Evidemment la chanson n'a pas la même saveur quand elle est traduite.
Hier,
pour confectionner des vêtements, on filait la laine avec quenouille
et fuseau dans les chaumières.
Aujourd'hui,
pour remplir nos placards, on compose avec la Chine et on file du
mauvais coton.
Elle prend sa quenouille
et toi tu t'arsouilles
Elle prend mon rouet
et tu rentres bourré
Elle prends mon fuseau
et tu n'es pas beau
Elle carde la laine
tu as mauvaise haleine
Elle rassemble mon matériel à filer
tu t'es déjà suavé
au bistrot
Elle range mon fuseau
sa quenouille
surtout pas d'embrouille !
Non, ce n'est pas un couplet féministe !
Quoique... ça soit une piste !
Non, pas une parodie des "Visiteurs 2"
Juste un rappel plutôt moyenâgeux...
Des hommes travaillent la laine
Doux comme des agneaux
Boivent surtout de l'eau
Ne rentrent pas hors d'haleine
Des femmes qui boivent
Qu'on les aperçoive
Ou pas
Pas la joie...
Et si on remonte le fil de cette laine, on retrouve la Belle au Bois dormant et son Prince : charmant !

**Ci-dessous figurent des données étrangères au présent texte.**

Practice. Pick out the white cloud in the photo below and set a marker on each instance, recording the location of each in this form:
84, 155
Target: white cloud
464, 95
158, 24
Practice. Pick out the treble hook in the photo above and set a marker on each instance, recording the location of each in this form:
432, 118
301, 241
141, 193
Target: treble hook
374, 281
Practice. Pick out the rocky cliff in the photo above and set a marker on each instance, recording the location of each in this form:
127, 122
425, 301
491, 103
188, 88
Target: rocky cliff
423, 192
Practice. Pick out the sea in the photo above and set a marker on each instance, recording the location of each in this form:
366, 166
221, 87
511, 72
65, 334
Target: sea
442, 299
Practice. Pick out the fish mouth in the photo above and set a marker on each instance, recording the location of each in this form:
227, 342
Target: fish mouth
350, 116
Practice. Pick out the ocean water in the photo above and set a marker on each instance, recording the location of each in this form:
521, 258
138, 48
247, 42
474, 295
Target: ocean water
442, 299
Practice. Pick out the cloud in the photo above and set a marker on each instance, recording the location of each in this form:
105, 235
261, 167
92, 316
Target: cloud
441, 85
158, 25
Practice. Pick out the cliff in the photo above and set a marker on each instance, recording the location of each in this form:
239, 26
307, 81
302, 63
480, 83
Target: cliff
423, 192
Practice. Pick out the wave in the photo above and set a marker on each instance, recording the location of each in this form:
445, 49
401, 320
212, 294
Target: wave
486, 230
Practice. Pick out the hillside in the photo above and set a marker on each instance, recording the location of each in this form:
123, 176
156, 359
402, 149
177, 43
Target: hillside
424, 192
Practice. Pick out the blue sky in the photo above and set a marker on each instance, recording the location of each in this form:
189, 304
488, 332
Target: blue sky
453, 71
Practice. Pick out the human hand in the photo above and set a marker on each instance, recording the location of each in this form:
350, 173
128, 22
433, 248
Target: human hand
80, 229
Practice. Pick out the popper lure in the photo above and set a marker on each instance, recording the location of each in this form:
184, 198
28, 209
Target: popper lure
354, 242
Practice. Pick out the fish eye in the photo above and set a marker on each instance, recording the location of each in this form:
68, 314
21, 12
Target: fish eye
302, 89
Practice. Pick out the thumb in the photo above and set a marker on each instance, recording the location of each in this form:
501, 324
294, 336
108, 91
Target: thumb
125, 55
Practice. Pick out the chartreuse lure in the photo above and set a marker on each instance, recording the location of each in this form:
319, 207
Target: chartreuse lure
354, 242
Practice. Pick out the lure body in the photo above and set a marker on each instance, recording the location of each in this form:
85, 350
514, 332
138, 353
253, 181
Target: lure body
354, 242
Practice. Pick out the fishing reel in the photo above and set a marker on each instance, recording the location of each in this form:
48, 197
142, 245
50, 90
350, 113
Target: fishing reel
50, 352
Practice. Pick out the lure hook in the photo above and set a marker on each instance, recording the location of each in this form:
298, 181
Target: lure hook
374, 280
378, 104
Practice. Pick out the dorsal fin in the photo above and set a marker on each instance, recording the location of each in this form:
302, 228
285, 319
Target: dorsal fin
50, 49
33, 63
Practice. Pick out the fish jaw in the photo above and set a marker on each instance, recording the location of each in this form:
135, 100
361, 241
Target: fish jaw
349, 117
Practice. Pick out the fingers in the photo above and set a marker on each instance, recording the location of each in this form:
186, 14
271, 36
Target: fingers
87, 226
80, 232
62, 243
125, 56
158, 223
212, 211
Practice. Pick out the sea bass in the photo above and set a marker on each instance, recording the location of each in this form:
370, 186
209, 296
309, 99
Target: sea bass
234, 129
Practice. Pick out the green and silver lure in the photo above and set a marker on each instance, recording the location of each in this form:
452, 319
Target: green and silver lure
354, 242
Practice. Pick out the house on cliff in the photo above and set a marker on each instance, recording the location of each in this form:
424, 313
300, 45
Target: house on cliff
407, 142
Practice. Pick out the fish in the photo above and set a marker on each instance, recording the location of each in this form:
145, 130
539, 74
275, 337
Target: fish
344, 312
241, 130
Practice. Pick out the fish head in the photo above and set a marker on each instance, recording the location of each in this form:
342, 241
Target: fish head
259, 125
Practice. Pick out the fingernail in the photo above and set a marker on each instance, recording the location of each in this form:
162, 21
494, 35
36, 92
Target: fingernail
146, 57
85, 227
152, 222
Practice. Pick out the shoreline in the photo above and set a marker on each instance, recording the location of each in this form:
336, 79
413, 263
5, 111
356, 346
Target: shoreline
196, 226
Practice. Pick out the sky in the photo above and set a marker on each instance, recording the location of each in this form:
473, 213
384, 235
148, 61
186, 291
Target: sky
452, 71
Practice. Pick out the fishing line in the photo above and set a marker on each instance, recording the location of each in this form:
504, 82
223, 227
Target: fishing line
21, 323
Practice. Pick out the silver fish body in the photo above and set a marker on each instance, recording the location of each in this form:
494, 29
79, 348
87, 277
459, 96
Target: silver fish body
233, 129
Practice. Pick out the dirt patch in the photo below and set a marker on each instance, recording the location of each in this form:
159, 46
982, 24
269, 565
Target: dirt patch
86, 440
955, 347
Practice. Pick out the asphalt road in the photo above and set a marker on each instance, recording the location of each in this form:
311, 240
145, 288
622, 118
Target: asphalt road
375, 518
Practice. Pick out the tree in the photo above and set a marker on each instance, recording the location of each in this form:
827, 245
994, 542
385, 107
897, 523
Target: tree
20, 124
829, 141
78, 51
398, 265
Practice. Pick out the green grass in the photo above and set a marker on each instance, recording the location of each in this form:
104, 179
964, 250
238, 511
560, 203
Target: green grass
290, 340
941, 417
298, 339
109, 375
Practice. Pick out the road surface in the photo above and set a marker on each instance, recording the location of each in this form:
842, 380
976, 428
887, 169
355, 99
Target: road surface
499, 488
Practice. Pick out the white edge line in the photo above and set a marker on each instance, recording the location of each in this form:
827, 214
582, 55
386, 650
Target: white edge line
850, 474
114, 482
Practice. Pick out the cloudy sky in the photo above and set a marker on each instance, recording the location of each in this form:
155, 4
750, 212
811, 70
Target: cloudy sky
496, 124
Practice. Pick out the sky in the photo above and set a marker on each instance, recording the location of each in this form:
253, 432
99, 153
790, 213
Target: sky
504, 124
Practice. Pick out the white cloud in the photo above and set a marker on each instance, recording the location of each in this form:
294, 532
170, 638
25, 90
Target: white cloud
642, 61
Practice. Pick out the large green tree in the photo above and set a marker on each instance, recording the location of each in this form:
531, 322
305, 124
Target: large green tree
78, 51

Et aux origines du fuseau et de la quenouille
? La pierre, le bâton... et l'herbe qu'on pourra utiliser en fibre ? En
tout cas, il faut se vêtir et la feuille de vigne n'est qu'un début...

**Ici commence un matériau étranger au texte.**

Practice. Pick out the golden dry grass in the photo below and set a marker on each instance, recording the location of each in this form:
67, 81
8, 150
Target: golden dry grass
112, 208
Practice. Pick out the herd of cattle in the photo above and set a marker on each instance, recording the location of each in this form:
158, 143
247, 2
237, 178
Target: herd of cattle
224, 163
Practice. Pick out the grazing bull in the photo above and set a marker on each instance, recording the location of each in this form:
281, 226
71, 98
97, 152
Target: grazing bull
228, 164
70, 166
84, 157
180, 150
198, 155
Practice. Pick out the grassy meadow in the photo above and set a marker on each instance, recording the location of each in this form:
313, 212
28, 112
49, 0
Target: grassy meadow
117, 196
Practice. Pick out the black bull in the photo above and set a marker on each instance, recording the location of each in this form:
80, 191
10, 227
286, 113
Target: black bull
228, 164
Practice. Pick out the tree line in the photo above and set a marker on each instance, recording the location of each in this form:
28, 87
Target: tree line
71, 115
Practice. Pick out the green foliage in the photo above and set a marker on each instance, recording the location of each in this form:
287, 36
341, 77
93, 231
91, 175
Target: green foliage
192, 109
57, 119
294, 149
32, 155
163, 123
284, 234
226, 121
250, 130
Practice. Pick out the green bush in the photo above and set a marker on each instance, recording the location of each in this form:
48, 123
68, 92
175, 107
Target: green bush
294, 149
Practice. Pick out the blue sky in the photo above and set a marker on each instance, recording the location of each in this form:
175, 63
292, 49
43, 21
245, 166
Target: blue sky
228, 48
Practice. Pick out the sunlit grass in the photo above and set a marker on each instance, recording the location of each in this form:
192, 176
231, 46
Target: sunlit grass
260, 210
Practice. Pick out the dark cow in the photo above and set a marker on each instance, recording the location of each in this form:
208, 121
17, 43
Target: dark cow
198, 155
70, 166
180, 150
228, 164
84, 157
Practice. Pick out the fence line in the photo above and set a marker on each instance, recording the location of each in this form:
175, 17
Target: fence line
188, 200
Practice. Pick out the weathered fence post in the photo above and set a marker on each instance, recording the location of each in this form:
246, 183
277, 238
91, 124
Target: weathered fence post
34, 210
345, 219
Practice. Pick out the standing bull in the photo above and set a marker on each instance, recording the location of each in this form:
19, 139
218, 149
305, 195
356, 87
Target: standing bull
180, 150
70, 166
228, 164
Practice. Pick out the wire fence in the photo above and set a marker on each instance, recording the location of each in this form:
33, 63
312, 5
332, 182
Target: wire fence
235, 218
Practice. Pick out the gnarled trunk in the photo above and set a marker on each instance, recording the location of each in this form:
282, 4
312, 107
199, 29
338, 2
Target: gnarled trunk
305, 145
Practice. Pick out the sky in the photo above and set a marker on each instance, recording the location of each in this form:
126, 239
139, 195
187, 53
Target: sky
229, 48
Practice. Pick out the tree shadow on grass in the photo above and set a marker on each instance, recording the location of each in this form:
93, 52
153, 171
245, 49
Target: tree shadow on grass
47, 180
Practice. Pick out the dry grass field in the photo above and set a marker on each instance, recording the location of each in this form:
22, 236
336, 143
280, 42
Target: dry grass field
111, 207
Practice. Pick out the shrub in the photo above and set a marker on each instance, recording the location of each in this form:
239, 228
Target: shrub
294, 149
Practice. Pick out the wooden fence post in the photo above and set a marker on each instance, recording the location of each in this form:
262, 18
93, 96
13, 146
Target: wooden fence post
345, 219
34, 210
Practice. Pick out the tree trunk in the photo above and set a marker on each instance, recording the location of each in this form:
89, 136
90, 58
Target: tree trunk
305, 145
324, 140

Bon, j'ai dû perdre le fil... mais pas la langue anglaise qui a bien le mot "spin" (filer) et le mot "spinster" (veille fille) qui en découle... et qui n'a été remplacé par "single" (célibataire) qu'en... 2005 !
Allez, je file !
(photos extraites du livre
éditions Eyrolles)
Empressés, qu'ont-ils répondu en cœur ?
Les masculinistes n'ont rien inventé !
Si vous cherchez l'origine de "tomber en quenouille" vous trouverez facilement que l'expression initiale désignait le passage d'une propriété dans des mains féminines (les seules à manier la dite quenouille), l'horreur totale, la ruine !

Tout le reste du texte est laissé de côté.